31話 一休み
「面白そうだぜ霊夢。このサンカって奴」
ある日の事。白黒の魔法使いと紅白の巫女が、仲良く縁側に座ってお茶を飲み、煎餅を齧っていた。
魔法使いに霊夢と呼ばれた巫女は、面倒くさそうに新聞を覗き込む。
「外来の能力者、驚異的な活躍……これのどこが面白いのよ、魔理沙」
「最近外界から入ってきた、能力を使える人間の男らしいぜ。そんなのが妖怪の山で、それも人間を見下してる天狗と生活してるなんて、面白くないか?」
霊夢は口につけかけた湯呑みを傍らに下ろし、新聞を取り上げて一面を注意深く読む。

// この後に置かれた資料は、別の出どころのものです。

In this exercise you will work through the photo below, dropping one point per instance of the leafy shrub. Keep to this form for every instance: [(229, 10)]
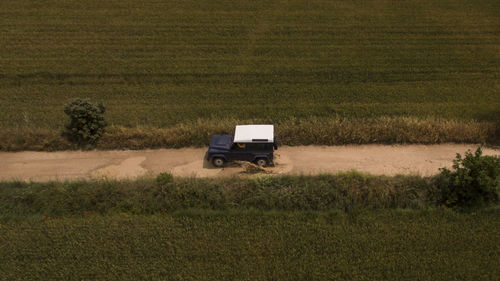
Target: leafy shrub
[(87, 122), (474, 181)]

異変を起こそうと企んでいるのなら今のうちに潰すつもりだったが、紫が一枚噛んでいるのが判ると、彼女は興味を失い、魔理沙に新聞を押し付けた。
「外から来た人間?早苗と似たような物って事ね。で、能力はなんなの?」
「それが分からないんだぜ。な?面白そうだろ?」
「ふーん」
霊夢は一人ではしゃぐ魔法使い-魔理沙を鬱陶しそうに横目で見つつ、それで?と方眉を上げた。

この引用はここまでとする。